C'est un tour de force: amalgamer les corps, les identités et les âmes d'une vingtaine de danseurs, comédiens, musiciens et chanteurs d'origines culturelles différentes. Ce melting-pot prend son élan dans un ballet éclaté, protéiforme, qui verse tantôt dans le poétique, emprunte au mime et au théâtre, se permettant de faire de l'humour cabotin et s'appropriant sans réserve le bagage d'influences que lui procure sa distribution transculturelle.

Avec leur ambitieux Babel (words), Sidi Larbi Cherkaoui et Damien Jalet créent un tableau vivant à l'image d'une planète métissée. Une filiforme amazone chaussée de bottes plateformes, qui bouge comme un travesti automate (Ulrica Kinn Svensson), partage la scène avec entre autres un suave et svelte Black américain (croisement d'un prédicateur religieux, d'un danseur de ballet jazz et d'un humoriste); un duo de jeunes gars asiatiques; un pro du breakdance qui exécute aussi des prouesses de yoga; une matrone d'âge mûr belge; de jeunes Londoniens et Australiens, et bien sûr, le très doué Francis Ducharme qui, en territoire familier, fait valoir très éloquemment son identité québécoise.

En 1h40 de déploiement d'une énergie soutenue, Babel (words) transmet beaucoup d'idées, déclenche chez le spectateur une réflexion riche, qui prend diverses avenues.
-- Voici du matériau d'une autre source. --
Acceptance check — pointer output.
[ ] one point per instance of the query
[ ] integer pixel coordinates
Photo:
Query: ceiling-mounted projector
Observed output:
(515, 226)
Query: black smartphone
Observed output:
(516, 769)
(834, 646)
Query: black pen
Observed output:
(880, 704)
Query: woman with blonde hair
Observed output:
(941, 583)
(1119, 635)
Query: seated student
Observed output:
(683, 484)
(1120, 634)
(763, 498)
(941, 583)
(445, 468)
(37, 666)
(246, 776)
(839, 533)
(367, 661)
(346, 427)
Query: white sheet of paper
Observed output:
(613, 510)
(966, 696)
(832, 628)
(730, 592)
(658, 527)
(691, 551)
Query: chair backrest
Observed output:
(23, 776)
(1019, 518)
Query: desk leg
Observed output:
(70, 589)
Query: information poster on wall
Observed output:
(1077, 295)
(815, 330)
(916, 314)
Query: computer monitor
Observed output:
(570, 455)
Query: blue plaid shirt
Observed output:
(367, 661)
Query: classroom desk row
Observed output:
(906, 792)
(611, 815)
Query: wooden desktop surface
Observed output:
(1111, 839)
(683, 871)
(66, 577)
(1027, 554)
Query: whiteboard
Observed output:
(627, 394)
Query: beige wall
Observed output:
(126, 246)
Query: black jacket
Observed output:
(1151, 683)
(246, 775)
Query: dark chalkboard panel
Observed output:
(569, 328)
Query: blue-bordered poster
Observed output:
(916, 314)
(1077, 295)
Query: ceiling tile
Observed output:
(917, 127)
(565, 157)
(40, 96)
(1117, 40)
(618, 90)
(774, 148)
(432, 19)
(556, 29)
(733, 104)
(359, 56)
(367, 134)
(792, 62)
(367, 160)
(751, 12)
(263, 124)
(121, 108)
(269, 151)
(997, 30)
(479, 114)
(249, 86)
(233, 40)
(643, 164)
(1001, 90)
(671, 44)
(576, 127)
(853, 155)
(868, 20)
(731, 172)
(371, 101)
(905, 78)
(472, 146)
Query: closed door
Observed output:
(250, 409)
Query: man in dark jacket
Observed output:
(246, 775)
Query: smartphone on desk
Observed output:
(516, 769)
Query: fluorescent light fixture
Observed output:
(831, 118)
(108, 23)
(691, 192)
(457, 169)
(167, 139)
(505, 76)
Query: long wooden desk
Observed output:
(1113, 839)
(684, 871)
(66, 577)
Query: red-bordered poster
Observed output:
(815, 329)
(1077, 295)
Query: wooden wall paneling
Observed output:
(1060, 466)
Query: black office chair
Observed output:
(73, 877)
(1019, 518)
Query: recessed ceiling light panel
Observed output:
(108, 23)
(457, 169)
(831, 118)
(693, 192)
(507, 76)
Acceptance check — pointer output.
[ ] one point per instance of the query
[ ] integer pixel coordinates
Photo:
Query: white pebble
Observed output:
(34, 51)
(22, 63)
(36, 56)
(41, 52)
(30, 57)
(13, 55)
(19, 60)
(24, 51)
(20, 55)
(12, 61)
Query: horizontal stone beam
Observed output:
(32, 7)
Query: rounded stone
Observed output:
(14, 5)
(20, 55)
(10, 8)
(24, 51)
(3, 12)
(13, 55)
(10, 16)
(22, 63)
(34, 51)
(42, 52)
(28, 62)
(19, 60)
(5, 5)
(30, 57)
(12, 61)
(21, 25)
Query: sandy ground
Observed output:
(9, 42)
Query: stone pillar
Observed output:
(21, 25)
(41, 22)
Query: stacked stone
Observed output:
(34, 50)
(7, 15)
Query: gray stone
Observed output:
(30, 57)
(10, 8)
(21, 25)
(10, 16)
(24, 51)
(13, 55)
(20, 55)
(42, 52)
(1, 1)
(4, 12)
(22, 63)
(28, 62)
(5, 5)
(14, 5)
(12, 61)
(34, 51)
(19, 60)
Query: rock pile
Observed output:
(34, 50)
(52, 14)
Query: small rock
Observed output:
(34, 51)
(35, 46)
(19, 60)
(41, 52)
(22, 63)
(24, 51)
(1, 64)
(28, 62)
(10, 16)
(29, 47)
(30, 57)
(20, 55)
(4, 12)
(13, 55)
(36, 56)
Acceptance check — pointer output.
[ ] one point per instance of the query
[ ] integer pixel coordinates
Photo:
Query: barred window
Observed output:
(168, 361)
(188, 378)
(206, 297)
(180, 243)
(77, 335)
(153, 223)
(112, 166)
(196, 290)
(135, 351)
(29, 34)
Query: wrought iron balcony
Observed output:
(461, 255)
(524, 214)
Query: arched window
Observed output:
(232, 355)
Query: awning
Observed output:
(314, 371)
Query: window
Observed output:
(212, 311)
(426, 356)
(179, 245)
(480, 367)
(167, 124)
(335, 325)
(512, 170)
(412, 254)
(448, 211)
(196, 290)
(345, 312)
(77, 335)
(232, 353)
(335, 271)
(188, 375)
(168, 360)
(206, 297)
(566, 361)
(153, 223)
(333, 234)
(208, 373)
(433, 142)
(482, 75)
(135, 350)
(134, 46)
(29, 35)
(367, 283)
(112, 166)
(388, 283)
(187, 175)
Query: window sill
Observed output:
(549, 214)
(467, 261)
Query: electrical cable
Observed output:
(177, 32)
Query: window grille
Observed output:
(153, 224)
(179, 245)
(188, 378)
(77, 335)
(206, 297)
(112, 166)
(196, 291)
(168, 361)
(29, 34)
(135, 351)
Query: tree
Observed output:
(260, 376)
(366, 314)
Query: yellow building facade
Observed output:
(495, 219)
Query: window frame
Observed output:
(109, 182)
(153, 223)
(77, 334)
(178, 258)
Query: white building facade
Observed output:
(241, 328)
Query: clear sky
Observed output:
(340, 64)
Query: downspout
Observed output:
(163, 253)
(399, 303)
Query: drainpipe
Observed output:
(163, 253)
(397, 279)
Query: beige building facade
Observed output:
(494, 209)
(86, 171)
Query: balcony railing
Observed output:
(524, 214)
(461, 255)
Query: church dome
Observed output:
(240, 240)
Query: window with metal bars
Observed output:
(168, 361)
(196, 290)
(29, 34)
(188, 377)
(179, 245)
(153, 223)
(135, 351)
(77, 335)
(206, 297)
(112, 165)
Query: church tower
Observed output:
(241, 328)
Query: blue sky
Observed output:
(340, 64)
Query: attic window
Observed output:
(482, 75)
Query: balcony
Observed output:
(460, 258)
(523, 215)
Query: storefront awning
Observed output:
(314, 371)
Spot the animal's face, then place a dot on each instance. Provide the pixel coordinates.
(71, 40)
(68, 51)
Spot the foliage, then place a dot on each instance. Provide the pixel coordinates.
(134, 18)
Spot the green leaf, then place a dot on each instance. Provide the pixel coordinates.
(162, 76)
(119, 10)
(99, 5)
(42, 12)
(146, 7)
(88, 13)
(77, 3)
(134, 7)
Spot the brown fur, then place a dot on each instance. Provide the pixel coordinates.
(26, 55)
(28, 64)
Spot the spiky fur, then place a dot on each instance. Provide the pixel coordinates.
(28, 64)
On y rencontre le choc des religions (sept d'entre elles sont représentées sur scène), les cultures à la croisée des chemins entre tradition (transmise surtout par les choix musicaux qui voyagent entre percussions japonaises, chants indiens, musiques turques...) et une modernité exprimée par un nouveau langage qui émerge, quand les cultures se mélangent.

Fabuleusement orchestrée, Babel (words) offre à voir plusieurs jolies images -comme cette «fleur» humaine construite avec l'organisation des corps- et met en valeur l'unicité, le talent de chacun des artistes de sa distribution. Et elle est peut-être là, la vraie tour de Babel, l'idéal impossible pourtant incarné: conserver l'individualité, l'essence de chacun, dans un monde mélangé, chaotique, où le rythme est effréné.
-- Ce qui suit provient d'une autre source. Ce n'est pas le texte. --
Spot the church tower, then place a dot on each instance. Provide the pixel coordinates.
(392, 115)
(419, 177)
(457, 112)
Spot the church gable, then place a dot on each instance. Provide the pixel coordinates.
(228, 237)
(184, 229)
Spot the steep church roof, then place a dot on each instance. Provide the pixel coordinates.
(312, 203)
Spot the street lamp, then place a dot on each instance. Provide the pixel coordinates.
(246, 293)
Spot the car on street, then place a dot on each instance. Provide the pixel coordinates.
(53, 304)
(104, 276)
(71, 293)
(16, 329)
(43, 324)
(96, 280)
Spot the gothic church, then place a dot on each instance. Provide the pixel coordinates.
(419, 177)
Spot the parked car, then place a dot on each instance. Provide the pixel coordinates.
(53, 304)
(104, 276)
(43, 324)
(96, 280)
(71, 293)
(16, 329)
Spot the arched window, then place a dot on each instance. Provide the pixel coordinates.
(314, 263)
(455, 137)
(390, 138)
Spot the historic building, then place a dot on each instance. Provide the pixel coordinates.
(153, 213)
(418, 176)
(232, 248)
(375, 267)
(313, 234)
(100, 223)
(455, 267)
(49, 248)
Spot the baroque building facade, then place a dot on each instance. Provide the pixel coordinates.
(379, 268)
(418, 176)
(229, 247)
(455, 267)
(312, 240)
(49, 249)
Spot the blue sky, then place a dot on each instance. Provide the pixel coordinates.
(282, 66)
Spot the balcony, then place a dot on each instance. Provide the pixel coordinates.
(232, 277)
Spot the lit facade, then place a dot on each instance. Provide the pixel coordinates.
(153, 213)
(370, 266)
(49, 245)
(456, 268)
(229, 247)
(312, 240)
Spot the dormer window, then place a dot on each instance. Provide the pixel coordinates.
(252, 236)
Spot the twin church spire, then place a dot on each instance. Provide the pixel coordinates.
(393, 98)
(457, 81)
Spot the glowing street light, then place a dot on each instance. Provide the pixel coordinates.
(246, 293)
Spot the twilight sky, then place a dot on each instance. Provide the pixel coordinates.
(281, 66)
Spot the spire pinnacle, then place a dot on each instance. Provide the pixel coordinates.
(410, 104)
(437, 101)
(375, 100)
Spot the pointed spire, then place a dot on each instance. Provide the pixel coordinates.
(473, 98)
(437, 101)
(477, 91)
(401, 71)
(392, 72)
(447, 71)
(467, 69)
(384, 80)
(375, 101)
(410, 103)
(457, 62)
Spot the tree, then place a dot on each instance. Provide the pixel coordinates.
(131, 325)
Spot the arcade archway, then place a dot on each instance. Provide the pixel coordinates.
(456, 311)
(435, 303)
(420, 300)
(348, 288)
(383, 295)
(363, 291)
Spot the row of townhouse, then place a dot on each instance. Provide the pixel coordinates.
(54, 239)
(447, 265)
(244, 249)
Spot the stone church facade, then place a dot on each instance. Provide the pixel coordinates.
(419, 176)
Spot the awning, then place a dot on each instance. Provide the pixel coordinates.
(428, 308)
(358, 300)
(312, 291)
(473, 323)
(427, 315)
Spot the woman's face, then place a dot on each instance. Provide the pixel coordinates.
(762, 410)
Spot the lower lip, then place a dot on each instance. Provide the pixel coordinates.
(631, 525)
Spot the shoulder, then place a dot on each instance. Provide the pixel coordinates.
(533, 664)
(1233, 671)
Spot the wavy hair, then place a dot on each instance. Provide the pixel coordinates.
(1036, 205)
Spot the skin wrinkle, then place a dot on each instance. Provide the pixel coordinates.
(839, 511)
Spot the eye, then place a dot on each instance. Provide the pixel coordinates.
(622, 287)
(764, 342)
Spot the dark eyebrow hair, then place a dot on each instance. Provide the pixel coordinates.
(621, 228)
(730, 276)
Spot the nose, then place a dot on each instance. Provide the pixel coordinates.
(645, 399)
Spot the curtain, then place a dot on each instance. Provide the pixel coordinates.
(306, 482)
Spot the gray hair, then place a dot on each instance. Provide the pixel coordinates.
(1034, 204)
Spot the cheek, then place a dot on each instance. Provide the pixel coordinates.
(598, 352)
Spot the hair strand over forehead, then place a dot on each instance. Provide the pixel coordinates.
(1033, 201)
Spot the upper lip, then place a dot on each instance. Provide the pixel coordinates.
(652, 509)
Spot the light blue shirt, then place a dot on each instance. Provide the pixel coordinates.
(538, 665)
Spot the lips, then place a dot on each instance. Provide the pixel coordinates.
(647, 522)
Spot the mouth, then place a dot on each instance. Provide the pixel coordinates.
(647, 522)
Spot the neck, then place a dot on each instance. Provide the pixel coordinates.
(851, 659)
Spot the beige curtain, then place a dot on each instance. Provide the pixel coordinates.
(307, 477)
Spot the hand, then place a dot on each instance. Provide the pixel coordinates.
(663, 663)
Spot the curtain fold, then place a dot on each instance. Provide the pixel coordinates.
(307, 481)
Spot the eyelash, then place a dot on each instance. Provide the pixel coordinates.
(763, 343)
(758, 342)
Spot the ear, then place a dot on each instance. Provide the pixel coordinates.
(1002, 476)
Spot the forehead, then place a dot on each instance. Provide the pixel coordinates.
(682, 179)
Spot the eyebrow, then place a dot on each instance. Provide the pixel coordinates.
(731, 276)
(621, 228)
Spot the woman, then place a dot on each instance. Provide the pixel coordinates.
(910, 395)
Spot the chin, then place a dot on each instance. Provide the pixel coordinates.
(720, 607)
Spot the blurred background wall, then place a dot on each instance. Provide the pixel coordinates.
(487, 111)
Un souffle de jeunesse, d'espoir, de candeur traverse cette pièce construite en tableaux toujours inventifs et rendus avec une grande précision par des interprètes aux corps intéressants, tant pour leur imperfection et leur singularité. Les danseurs se mêlent et se démêlent entre eux, évoluant autour de structures métalliques qui sont tantôt prisons, échafauds ou boîte à voyager dans le temps. Si bien qu'on est vite bercé par le tourbillon qui balaie la scène du Théâtre Maisonneuve, voyage dans le temps, les territoires et dans l'imaginaire de ses emblèmes vivants d'une planète de plus en plus petite.

Aucun cynisme, beaucoup d'humour et de tendresse, une réflexion sur la possibilité de communiquer autrement et de surmonter la barrière des nationalités et des langues: Babel (words) est un habile et vertigineux voyage dans le monde des possibles.

Babel (words), de Damien Jalet et Sidi Larbi Cherkaoui, ce soir, à 20h, au Théâtre Maisonneuve de la Place des Arts.